24 Feb 2005 : Column 544
 
made the nature of my constituent's illness known to his colleagues, including the swelling of his testicles, so he had to endure the embarrassment of knowing what his work mates were saying.

The situation got worse. Mr. Ponsillo became more and more stressed because he was worrying about how he would cope with doing more hours in his job than he could possibly manage. Sadly, owing to the stress that was caused, he swore at his manager and appeared threatening, so he was summarily dismissed. He appealed the case and although the doctors and both the hon. Member for Coventry, North-West and I made representations, the appeal was upheld, despite the fact that not all medical information was available for the appeal because it was claimed that it had been lost in the office. Losing information about the case seems to be part of the problem.

Mr. Ponsillo did not pursue a case for unfair dismissal because he was advised that if a barrister examined the narrowness of the case—the threatening behaviour to his employer—the dismissal would be upheld. However, had he looked at the wider situation and the stress leading up to the dismissal, the outcome would have been different. Mr. Ponsillo had to make a decision at the time. He was offered a reference that did not say what had happened and decided to take that option, so he lost his job with no appeal.

Had there been clearer guidelines that could have been understood by my constituent, his doctor and his employer, he would still be at work. His GP told me today that his behaviour had been completely out of character. Everybody I know who knows him says the same thing: it has never happened before.

The Post Office uses a procedure known as the Newcastle process of rehabilitation, which has specific guidelines about the hours to be worked and the total number of weeks considered as rehabilitation.

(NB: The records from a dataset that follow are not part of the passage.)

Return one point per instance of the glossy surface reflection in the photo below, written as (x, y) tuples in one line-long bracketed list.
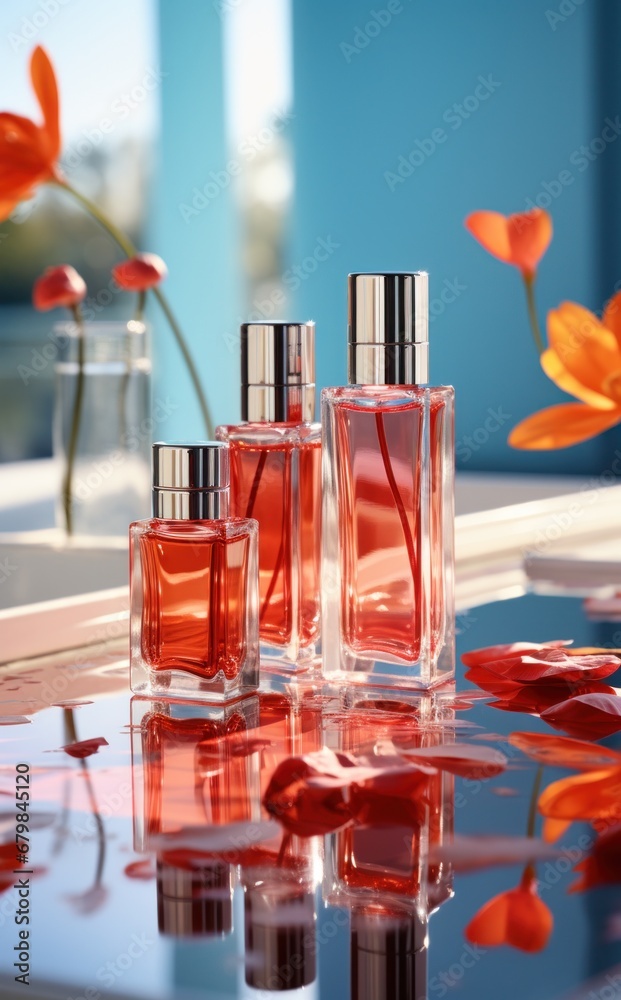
[(160, 871)]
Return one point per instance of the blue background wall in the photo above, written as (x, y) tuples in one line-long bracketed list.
[(357, 112)]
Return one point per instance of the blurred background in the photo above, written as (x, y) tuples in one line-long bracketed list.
[(265, 148)]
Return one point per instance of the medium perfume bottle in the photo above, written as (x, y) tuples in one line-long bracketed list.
[(276, 478), (388, 495), (193, 572)]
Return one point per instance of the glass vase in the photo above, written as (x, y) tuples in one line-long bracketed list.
[(102, 427)]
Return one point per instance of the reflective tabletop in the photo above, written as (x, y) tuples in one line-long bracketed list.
[(313, 840)]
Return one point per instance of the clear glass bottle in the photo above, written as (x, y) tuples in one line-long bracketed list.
[(193, 571), (104, 370), (388, 614), (276, 478)]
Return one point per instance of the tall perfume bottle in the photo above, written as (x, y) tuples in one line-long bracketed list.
[(276, 478), (193, 581), (388, 495)]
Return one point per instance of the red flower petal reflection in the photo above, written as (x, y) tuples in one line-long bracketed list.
[(489, 654), (603, 865), (536, 698), (517, 918), (561, 751), (86, 748), (593, 795), (587, 716), (323, 791), (462, 759), (470, 854)]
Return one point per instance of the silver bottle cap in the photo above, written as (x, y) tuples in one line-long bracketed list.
[(278, 372), (190, 480), (388, 328)]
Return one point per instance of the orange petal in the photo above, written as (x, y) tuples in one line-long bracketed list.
[(490, 229), (585, 348), (45, 87), (561, 426), (517, 918), (555, 370), (592, 795), (553, 829), (611, 317), (529, 236)]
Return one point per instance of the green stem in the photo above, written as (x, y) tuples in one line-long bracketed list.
[(529, 873), (74, 431), (130, 250), (529, 284)]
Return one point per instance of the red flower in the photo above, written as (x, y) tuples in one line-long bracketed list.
[(517, 918), (603, 865), (595, 795), (488, 654), (58, 286), (520, 239), (323, 791), (29, 152), (548, 663), (561, 751), (139, 273), (587, 716), (462, 759)]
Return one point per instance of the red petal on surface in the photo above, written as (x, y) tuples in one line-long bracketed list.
[(562, 751), (537, 697), (603, 864), (587, 716), (550, 664), (462, 759), (323, 791), (477, 657), (517, 918), (469, 854), (85, 748)]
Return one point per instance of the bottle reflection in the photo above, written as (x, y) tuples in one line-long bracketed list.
[(194, 902), (380, 871)]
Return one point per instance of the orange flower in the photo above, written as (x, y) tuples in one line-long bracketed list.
[(139, 273), (595, 795), (29, 152), (520, 239), (517, 918), (58, 286), (583, 359)]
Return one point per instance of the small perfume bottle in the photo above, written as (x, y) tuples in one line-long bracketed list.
[(276, 478), (193, 582), (388, 495)]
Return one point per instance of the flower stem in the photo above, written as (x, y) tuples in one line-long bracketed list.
[(130, 250), (529, 284), (74, 431)]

It is inflexible and does not take into account the health needs of the individual. It allows only six weeks' recovery time.

In her final report on the case, for Mr. Ponsillo's appeal against dismissal, Dr. Guess, on behalf of the employer, said:

We should bear in mind that he wants to go back to work. He is not a malingerer. Dr. Guess went on to say:

There is still a dispute about whether Mr. Ponsillo was expected to use annual leave to further his recovery. There is certainly a difference of opinion with the employer about what is normal practice in the Post Office. Dr. Guess made it clear that had he progressed through his rehabilitation as planned, he would now be working normally. She recommended that a report be obtained and that she saw him in the clinic, but that was not carried out.
 
24 Feb 2005 : Column 545
 

As the House can see, clarity is needed about rehabilitation and graded return to work. We need clear guidelines. Employers need to set review dates so that progress can be assessed, with an agreed plan for the future. It is important that medical views are taken into account. In the Post Office, where there is a clear hierarchy, if a manager tells an employee, "You will do it this way", an employee is unlikely to argue back and challenge authority.

It cannot be right that an employee is uncertain about the basis on which he or she should be working in a graded return to work. It cannot be right that a rehabilitation process is so inflexible that when there is a query as to whether an employee is fit to carry out full-time duties there is no medical follow-up, especially with a major employer. Such things are important at a time when the Government want an increase in the number of people returning to work after illness. We want people to work if they can, but it is counter-productive to fail to recognise their health needs and abilities. I hope this debate will provide the Minister with an opportunity to bring clarity to such situations.